The number of IT contractor roles in Britain's finance industry will inevitably decline amid jitters from the Northern Rock credit crisis, a leading IT jobs agency said yesterday.



A management expert also said shock waves from the lender's implosion will shake the finance jobs market for at least the next 18 months, with IT staff budgets among the hardest hit.



But global IT recruitment firm Hudson says demand for financial IT experts could slump as early as this year, causing pay rates to plateau, before they further depress into 2008. A slowdown in temporary IT jobs looks like an inevitability, the firm said.



Economic pressure on IT staff budgets would revert market status to five years ago, when contractors were mainly hired for niche roles, rather than to fill headcount.



But for now, there is no evidence that end users facing the shaken finance industry are cutting their spending on IT contractors, consultants or freelancers.



Similarly, contractors themselves aren't refusing IT roles with financers, but they are asking questions about how these companies responded to the turmoil, Hudson added.



Another IT recruitment agency, CV Screen, doesn't foresee Britain's financial woes as having a "sudden impact" on permanent or contract IT recruitment.



Its managing director, Matthew Iveson, said: "It would be naïve to think that the current credit crunch will not have some impact on the employment market.



"But the current signs are that organisations are still feeling bullish and have not put [IT] projects on hold.

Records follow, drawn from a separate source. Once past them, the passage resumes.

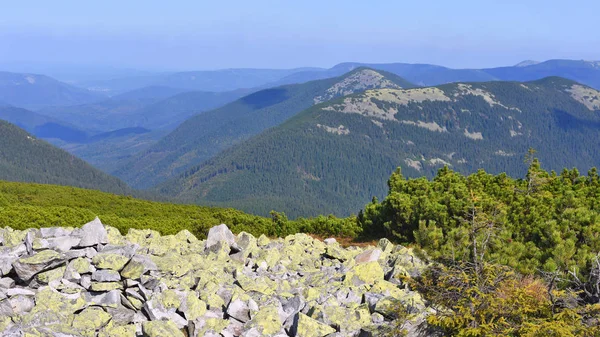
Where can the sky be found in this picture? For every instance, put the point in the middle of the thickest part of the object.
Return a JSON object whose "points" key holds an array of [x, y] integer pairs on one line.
{"points": [[200, 35]]}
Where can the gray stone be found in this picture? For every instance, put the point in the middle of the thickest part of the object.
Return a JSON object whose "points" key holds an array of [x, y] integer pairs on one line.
{"points": [[27, 267], [330, 241], [92, 234], [86, 281], [6, 283], [53, 232], [75, 253], [239, 310], [6, 309], [106, 275], [121, 315], [219, 234], [19, 291], [21, 304], [109, 299], [369, 255]]}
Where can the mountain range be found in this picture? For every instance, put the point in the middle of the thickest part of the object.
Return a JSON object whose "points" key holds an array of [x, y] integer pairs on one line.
{"points": [[208, 133], [33, 91], [209, 80], [585, 72], [335, 156], [149, 107], [23, 157]]}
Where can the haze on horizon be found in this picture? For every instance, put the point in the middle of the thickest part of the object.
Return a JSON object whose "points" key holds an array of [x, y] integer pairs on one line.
{"points": [[197, 35]]}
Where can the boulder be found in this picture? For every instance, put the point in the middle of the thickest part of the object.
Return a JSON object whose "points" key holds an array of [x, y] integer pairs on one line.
{"points": [[27, 267], [106, 275], [369, 255], [305, 326], [219, 234], [92, 233], [161, 329]]}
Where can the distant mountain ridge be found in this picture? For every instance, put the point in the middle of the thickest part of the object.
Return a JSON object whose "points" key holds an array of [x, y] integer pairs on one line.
{"points": [[26, 158], [585, 72], [333, 157], [208, 80], [42, 126], [208, 133], [32, 91], [149, 107]]}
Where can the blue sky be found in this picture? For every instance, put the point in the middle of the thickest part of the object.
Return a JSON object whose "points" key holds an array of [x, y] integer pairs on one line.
{"points": [[198, 34]]}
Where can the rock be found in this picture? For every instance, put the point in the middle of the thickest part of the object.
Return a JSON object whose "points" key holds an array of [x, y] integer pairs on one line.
{"points": [[239, 310], [137, 266], [118, 331], [369, 255], [110, 261], [106, 275], [365, 273], [105, 286], [330, 241], [27, 267], [308, 327], [21, 304], [19, 291], [92, 233], [227, 286], [192, 307], [61, 244], [161, 329], [92, 318], [110, 299], [266, 321], [218, 234], [6, 283]]}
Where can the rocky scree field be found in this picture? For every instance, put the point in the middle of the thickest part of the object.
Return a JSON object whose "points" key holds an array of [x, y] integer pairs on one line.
{"points": [[93, 281]]}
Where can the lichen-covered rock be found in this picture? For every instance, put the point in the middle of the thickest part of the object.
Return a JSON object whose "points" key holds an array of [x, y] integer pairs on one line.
{"points": [[219, 234], [266, 321], [110, 261], [99, 283], [92, 318], [92, 233], [161, 329], [365, 273], [308, 327], [27, 267]]}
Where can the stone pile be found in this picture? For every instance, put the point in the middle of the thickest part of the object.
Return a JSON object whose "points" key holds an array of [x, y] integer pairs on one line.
{"points": [[93, 281]]}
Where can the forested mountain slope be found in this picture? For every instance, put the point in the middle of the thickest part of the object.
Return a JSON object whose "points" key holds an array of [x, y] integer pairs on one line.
{"points": [[585, 72], [26, 158], [206, 134], [335, 156]]}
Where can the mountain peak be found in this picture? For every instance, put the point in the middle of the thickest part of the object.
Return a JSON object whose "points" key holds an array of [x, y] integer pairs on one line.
{"points": [[527, 63], [361, 79]]}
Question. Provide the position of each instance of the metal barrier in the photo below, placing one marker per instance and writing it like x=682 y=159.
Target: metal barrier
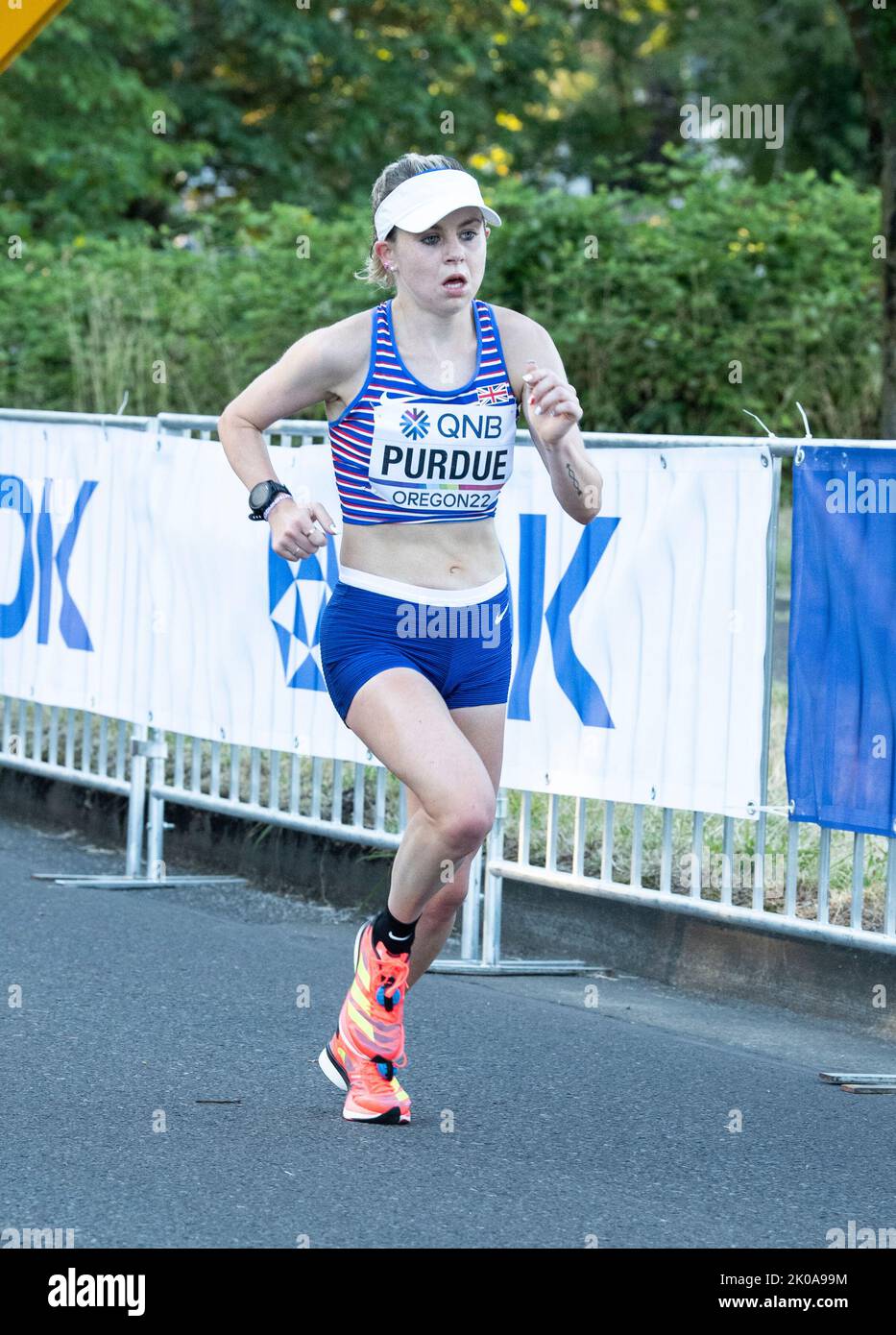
x=317 y=784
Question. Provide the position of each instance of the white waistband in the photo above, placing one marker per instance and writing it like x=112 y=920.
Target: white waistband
x=418 y=593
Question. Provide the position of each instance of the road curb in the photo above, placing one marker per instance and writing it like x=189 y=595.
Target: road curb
x=724 y=960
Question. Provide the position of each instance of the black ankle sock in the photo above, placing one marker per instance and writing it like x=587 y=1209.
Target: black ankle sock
x=385 y=924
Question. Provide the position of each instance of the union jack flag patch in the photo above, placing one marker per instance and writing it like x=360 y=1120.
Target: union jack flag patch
x=499 y=393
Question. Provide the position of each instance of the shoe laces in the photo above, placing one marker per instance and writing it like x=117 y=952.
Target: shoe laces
x=376 y=1071
x=392 y=979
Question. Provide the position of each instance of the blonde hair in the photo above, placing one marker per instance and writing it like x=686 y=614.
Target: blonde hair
x=403 y=167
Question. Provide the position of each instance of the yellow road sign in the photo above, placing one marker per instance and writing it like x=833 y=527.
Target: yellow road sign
x=20 y=23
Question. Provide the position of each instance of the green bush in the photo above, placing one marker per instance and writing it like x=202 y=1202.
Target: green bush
x=696 y=271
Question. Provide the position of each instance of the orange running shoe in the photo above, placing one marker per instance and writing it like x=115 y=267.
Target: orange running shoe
x=372 y=1020
x=373 y=1092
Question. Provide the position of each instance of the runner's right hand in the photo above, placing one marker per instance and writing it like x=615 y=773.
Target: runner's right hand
x=300 y=530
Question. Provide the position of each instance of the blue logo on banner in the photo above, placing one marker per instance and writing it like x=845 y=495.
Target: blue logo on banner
x=14 y=498
x=574 y=680
x=297 y=603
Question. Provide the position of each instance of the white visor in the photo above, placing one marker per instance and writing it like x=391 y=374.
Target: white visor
x=426 y=198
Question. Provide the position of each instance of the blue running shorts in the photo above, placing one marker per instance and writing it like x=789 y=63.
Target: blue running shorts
x=460 y=639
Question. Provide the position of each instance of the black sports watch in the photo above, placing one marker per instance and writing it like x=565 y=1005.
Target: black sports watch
x=260 y=497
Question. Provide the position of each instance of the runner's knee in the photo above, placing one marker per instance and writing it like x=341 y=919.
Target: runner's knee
x=465 y=824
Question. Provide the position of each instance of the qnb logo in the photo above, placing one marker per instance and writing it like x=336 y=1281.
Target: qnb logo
x=295 y=608
x=39 y=558
x=416 y=424
x=571 y=676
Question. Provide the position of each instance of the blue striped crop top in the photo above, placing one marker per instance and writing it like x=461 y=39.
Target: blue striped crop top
x=403 y=452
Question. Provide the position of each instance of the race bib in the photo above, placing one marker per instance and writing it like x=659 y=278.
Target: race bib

We are continuing to field enquiries from both existing and new clients."



Positively for the economy, management and IT consultants are yet to be bitten by Britain's banking crisis, hailed as the most embarrassing for over a decade.



Fiona Czerniawska, director of a thinktank for the Management Consultancies Association, which represents 70 per cent of the UK consulting industry, said confidence among members remains high.

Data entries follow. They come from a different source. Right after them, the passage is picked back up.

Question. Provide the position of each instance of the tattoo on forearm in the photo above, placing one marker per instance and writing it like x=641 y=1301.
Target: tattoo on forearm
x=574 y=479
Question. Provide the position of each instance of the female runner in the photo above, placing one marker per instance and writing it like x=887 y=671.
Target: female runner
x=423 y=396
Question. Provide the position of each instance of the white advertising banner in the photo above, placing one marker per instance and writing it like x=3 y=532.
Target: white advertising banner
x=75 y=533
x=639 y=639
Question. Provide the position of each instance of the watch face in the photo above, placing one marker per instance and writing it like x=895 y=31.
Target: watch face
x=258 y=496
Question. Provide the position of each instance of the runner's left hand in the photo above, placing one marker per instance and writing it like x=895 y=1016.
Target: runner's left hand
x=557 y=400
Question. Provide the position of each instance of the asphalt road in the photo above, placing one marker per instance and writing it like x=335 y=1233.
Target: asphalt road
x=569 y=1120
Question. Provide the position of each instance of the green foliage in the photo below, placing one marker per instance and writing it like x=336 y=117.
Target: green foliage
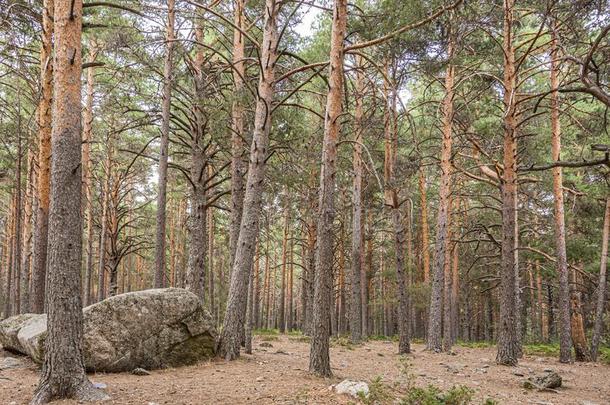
x=431 y=395
x=604 y=355
x=264 y=331
x=542 y=349
x=342 y=341
x=475 y=345
x=379 y=392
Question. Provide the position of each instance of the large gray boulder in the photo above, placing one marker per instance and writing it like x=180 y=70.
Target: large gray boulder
x=148 y=329
x=9 y=329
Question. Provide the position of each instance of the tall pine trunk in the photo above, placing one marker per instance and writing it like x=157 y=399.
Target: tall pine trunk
x=601 y=285
x=238 y=163
x=435 y=341
x=565 y=343
x=355 y=314
x=244 y=254
x=319 y=358
x=508 y=335
x=63 y=371
x=159 y=279
x=87 y=174
x=39 y=267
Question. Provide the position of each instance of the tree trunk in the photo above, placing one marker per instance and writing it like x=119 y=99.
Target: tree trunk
x=577 y=330
x=159 y=280
x=282 y=303
x=448 y=281
x=238 y=149
x=63 y=372
x=39 y=267
x=601 y=286
x=27 y=235
x=290 y=316
x=319 y=358
x=10 y=239
x=565 y=345
x=435 y=342
x=195 y=278
x=101 y=285
x=244 y=254
x=16 y=263
x=87 y=173
x=355 y=315
x=508 y=334
x=425 y=249
x=211 y=265
x=248 y=326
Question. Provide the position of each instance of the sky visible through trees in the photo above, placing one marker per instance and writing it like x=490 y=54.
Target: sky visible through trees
x=430 y=172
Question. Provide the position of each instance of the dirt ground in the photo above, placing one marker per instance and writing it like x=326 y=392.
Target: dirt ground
x=278 y=375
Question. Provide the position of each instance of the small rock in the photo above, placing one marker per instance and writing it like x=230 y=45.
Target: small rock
x=9 y=362
x=352 y=388
x=547 y=381
x=140 y=371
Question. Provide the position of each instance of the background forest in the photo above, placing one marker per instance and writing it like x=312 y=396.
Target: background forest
x=463 y=197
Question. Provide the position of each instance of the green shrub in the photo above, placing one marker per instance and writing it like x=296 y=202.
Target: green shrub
x=542 y=349
x=604 y=355
x=475 y=345
x=265 y=331
x=431 y=395
x=268 y=338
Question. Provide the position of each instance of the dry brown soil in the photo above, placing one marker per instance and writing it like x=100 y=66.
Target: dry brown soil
x=278 y=375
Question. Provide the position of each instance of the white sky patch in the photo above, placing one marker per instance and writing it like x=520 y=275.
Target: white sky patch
x=304 y=27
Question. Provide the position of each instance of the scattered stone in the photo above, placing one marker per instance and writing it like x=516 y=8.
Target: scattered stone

"Capital markets is quite a niche segment," for UK-based consultants, she added, "much smaller than banking and insurance, so it's unlikely firms would be heavily exposed here.



"Longer-term, however, it's clearly a situation we need to keep an eye on, as it might be the first sign that the recent boom in consulting may have peaked."



An uncertain outlook also came from the Institute for the Management of Information Systems, which told Contractor UK less confidence in the financial jobs market is due to last well into next year.



Phillip Virgo, strategic advisor to IMIS, said: "The shock waves from the implosion of Northern Rock will reverberate over at least 18 months with overall employment in financial services, not just of ICT contractors, falling.



"The impact on ICT employment could be even harder because the inability of investors to get money out from internet accounts, [which] may dent confidence in online banking as a whole.



IMIS cautioned that a fuller assessment of how the credit flop and the resulting turmoil in financial markets have affected IT recruitment could be made in a few weeks' time.



And Thames Valley-based recruiter CV Screen expects its salary survey at the end of the year to be the first concrete evidence whether or not recruitment of IT staff for finance roles has suffered.



But a continuation of the turmoil, which the Bank of England has tried to ease with an injection of £10bn in funds, won't see financial organisations in a spending mood.



A recruiter that supplies IT staff to British and American financers said: "With the global credit markets being at the centre of so many financial institutions over the last four years, it will eat into profit, investment and therefore headcount."



The agency explained that a future of lower pay rates for IT contractors in Finance won't automatically mean the industry collapse is to blame.



They said the industry's IT contracting market has been "very buoyant" over the last few years, and warned it cannot keep growing at this same rate indefinitely.